The Lysine Demethylase LSD1 (KDM1) is Required for Maintenance of Global DNA Methylation

Overview

Journal Nat Genet

Specialty Genetics

Date 2008 Dec 23

PMID 19098913

Citations 410

Authors

Jing Wang

Sarah Hevi

Julia K Kurash

Hong Lei

Frederique Gay

Jeffrey Bajko

Hui Su

Weitao Sun

Hua Chang

Guoliang Xu

Francois Gaudet

En Li

Taiping Chen

Affiliations

Soon will be listed here.

Abstract

Histone methylation and DNA methylation cooperatively regulate chromatin structure and gene activity.
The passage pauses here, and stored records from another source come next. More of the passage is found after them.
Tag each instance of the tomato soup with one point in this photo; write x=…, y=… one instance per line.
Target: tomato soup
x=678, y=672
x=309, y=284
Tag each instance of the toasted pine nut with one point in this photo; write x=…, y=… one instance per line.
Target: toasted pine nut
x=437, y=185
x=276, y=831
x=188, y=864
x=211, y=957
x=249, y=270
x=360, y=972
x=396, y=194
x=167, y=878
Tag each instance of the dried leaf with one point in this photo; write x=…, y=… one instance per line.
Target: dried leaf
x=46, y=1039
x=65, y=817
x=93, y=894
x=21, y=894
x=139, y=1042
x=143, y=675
How these two systems coordinate with each other remains unclear. Here we study the biological function of lysine-specific demethylase 1 (LSD1, also known as KDM1 and AOF2), which has been shown to demethylate histone H3 on lysine 4 (H3K4) and lysine 9 (H3K9). We show that LSD1 is required for gastrulation during mouse embryogenesis. Notably, targeted deletion of the gene encoding LSD1 (namely, Aof2) in embryonic stem (ES) cells induces progressive loss of DNA methylation. This loss correlates with a decrease in DNA methyltransferase 1 (Dnmt1) protein, as a result of reduced Dnmt1 stability. Dnmt1 protein is methylated in vivo, and its methylation is enhanced in the absence of LSD1. Furthermore, Dnmt1 can be methylated by Set7/9 (also known as KMT7) and demethylated by LSD1 in vitro. Our findings suggest that LSD1 demethylates and stabilizes Dnmt1, thus providing a previously unknown mechanistic link between the histone and DNA methylation systems.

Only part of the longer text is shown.